When operating a business, each corporation has multiple responsibilities, including social responsibility and profit maximization. In my opinion, both are crucial. In this essay, I will explain why.

Firstly, each business is responsible for managing its financial streams. They must monitor their profitability to ensure growth. Because companies require financial resources to maintain their operations, paying labor salaries is equally important. Furthermore, they must also allocate a budget for risk management. Although they can predict many risks using modern technology, there are still potential risks that they may not notice. For example, a recession can strongly affect operations, as a company requires a significant amount of money to sustain and recover from such downturns. Moreover, they can also survive climate change if their customers continue to pay for their services or products during this period.

Besides making money, a business should prioritize social responsibility.
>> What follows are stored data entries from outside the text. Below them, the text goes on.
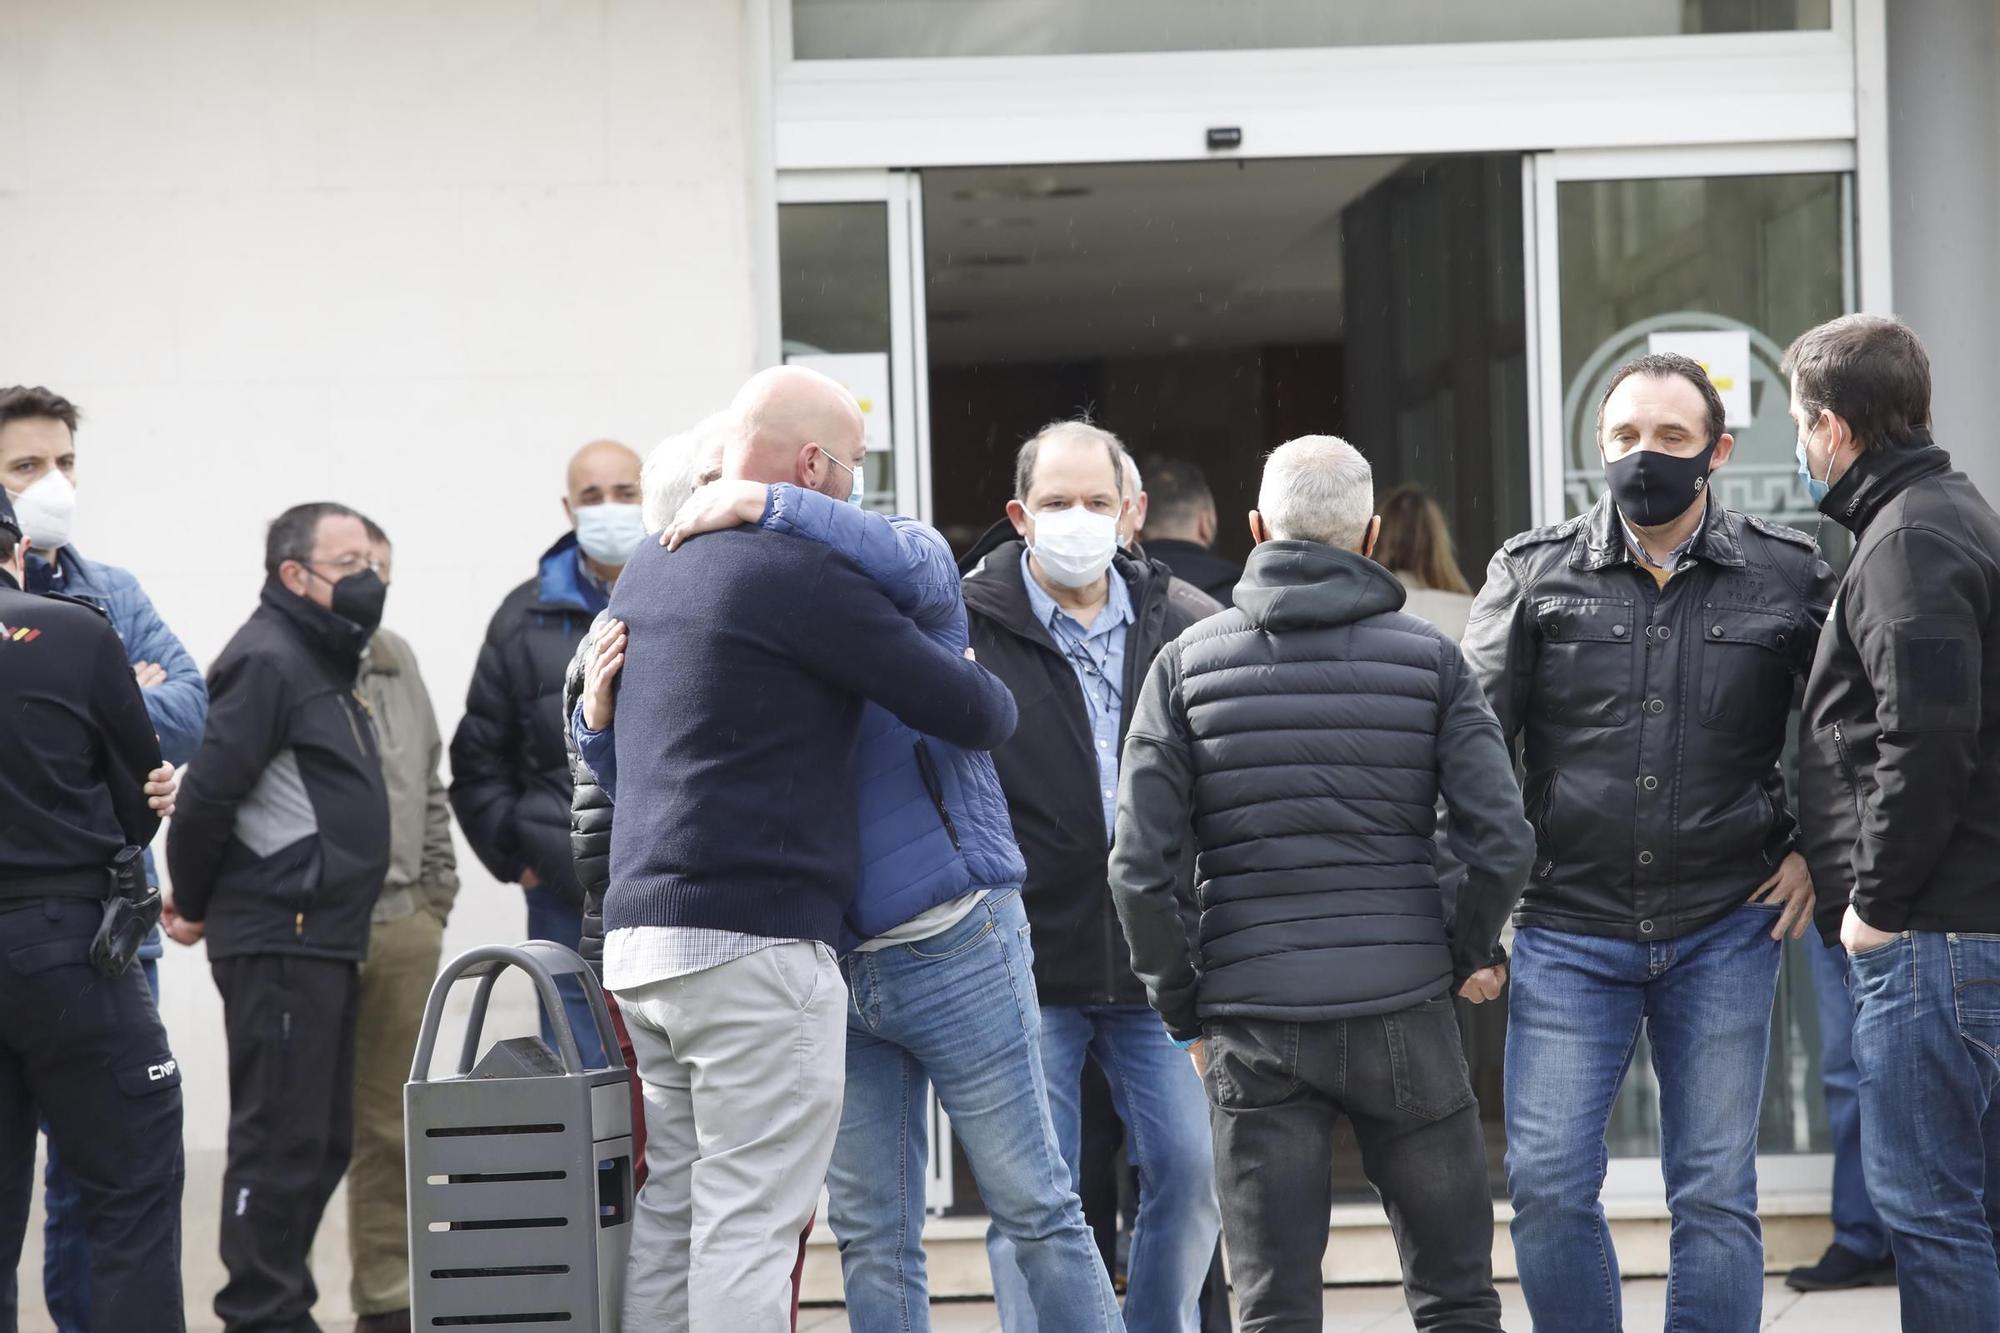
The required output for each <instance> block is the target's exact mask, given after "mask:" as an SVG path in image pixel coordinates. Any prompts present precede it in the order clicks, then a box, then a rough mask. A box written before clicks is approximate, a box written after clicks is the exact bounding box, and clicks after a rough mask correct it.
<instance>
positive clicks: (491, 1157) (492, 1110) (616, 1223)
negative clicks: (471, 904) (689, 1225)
mask: <svg viewBox="0 0 2000 1333" xmlns="http://www.w3.org/2000/svg"><path fill="white" fill-rule="evenodd" d="M510 967H518V969H520V971H524V973H528V979H530V981H532V983H534V991H536V999H538V1001H540V1005H542V1013H544V1015H546V1017H548V1021H550V1027H552V1029H554V1031H556V1045H558V1049H560V1051H550V1049H548V1045H546V1043H544V1041H542V1039H540V1037H514V1039H508V1041H500V1043H494V1047H492V1049H490V1051H488V1053H486V1059H482V1061H480V1063H478V1067H474V1063H472V1061H474V1057H478V1051H480V1033H482V1029H484V1025H486V1003H488V1001H490V999H492V991H494V983H496V981H498V979H500V975H502V973H504V971H506V969H510ZM562 975H576V977H580V979H582V985H584V993H586V995H588V997H590V1013H592V1015H594V1017H596V1025H598V1037H600V1039H602V1043H604V1051H606V1053H608V1059H610V1061H612V1063H610V1065H608V1067H604V1069H584V1061H582V1057H580V1055H578V1051H576V1037H572V1035H570V1025H568V1021H566V1015H564V1009H562V997H560V995H558V993H556V977H562ZM474 977H476V979H478V983H480V985H478V991H476V993H474V997H472V1011H470V1015H468V1017H466V1043H464V1047H462V1049H460V1053H458V1073H456V1075H450V1077H442V1079H432V1077H430V1055H432V1049H434V1047H436V1043H438V1023H440V1021H442V1019H444V1003H446V999H448V995H450V989H452V985H454V983H460V981H468V979H474ZM630 1079H632V1075H630V1071H628V1069H626V1067H624V1061H622V1059H620V1055H618V1037H616V1035H614V1031H612V1021H610V1013H608V1011H606V1009H604V991H602V989H600V987H598V979H596V975H594V973H592V971H590V967H588V965H586V963H584V961H582V959H580V957H576V955H574V953H572V951H568V949H564V947H562V945H552V943H548V941H530V943H526V945H516V947H504V945H494V947H486V949H472V951H468V953H464V955H460V957H458V959H454V961H452V965H450V967H446V969H444V973H442V975H440V977H438V983H436V985H434V987H432V989H430V1003H428V1005H426V1009H424V1031H422V1035H420V1037H418V1043H416V1063H414V1065H412V1069H410V1083H408V1085H406V1087H404V1089H402V1109H404V1143H406V1145H408V1147H406V1153H408V1157H406V1169H408V1173H410V1181H408V1183H410V1307H412V1311H410V1313H412V1323H414V1327H418V1329H460V1327H476V1329H482V1331H492V1333H502V1331H504V1333H516V1331H518V1333H542V1329H548V1327H554V1325H560V1327H562V1329H564V1331H566V1333H614V1331H616V1329H618V1301H620V1293H622V1289H624V1261H626V1245H628V1241H630V1235H632V1101H630Z"/></svg>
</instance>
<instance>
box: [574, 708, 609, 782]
mask: <svg viewBox="0 0 2000 1333" xmlns="http://www.w3.org/2000/svg"><path fill="white" fill-rule="evenodd" d="M616 727H618V723H612V725H610V727H606V729H604V731H590V727H586V725H584V705H576V713H572V715H570V735H572V737H576V757H578V759H582V761H584V767H586V769H590V771H592V773H596V775H598V787H602V789H604V795H606V797H610V799H612V801H616V799H618V747H616V737H614V729H616Z"/></svg>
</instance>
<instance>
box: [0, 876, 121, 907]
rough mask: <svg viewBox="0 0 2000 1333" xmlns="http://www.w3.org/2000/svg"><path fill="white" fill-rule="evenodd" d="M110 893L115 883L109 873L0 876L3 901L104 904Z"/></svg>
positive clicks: (0, 884) (1, 893) (1, 894)
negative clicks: (61, 902) (88, 899)
mask: <svg viewBox="0 0 2000 1333" xmlns="http://www.w3.org/2000/svg"><path fill="white" fill-rule="evenodd" d="M110 893H112V883H110V875H108V873H106V871H56V873H54V875H8V877H0V899H90V901H92V903H102V901H104V899H108V897H110Z"/></svg>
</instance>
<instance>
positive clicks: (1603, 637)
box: [1534, 596, 1638, 727]
mask: <svg viewBox="0 0 2000 1333" xmlns="http://www.w3.org/2000/svg"><path fill="white" fill-rule="evenodd" d="M1536 624H1538V626H1540V630H1542V660H1540V667H1538V669H1536V681H1534V689H1536V695H1538V707H1540V713H1542V717H1546V719H1548V721H1552V723H1558V725H1562V727H1620V725H1622V723H1624V721H1626V715H1628V711H1630V707H1632V697H1634V685H1632V673H1634V667H1636V662H1638V654H1636V652H1638V650H1636V648H1634V642H1632V640H1636V638H1638V630H1636V628H1634V626H1636V624H1638V614H1636V604H1634V602H1632V600H1630V598H1626V600H1618V598H1594V596H1566V598H1550V600H1544V602H1542V604H1540V606H1538V608H1536Z"/></svg>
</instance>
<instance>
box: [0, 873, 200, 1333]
mask: <svg viewBox="0 0 2000 1333" xmlns="http://www.w3.org/2000/svg"><path fill="white" fill-rule="evenodd" d="M102 915H104V909H102V905H100V903H88V901H84V899H46V901H36V903H30V905H26V907H12V909H10V911H0V1015H6V1021H4V1023H0V1287H4V1291H0V1329H12V1327H14V1317H16V1309H14V1305H16V1291H14V1287H16V1283H14V1277H16V1265H18V1263H20V1245H22V1233H24V1229H26V1225H28V1203H30V1189H32V1185H34V1131H36V1119H38V1113H40V1115H44V1117H48V1135H50V1145H52V1147H54V1149H56V1151H60V1153H62V1159H64V1163H68V1179H70V1183H72V1187H74V1189H76V1197H78V1205H80V1213H82V1221H84V1225H86V1229H88V1235H90V1267H88V1271H86V1291H88V1299H90V1307H92V1309H94V1311H96V1321H94V1323H92V1325H90V1327H98V1329H148V1331H152V1329H162V1331H168V1329H180V1327H182V1315H180V1185H182V1157H180V1065H178V1063H176V1061H174V1057H172V1053H170V1051H168V1045H166V1029H162V1027H160V1013H158V1009H156V1007H154V1003H152V995H150V993H148V991H146V979H144V975H142V973H138V971H136V969H134V971H126V973H124V975H122V977H112V979H106V977H100V975H98V973H96V969H92V967H90V939H92V935H96V929H98V923H100V921H102Z"/></svg>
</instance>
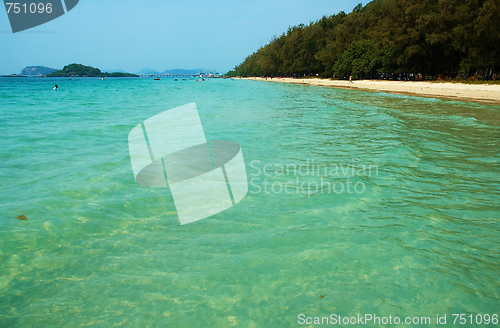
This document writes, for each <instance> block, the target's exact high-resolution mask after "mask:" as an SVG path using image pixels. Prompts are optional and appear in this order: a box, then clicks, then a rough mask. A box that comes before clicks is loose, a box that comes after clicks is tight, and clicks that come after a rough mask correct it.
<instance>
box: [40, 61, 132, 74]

By focusing on this, they can enhance their image and increase profits from customers who appreciate their services. Consequently, a company will grow robustly and resiliently; a positive image attracts more customers. Not only does this benefit the business, but it also contributes to social improvement, which can enhance people’s quality of life. All of these outcomes collectively contribute to economic growth. Thus, a good image of the business can yield numerous benefits.

To sum up, I agree that a successful business should maintain both profit generation and social responsibility.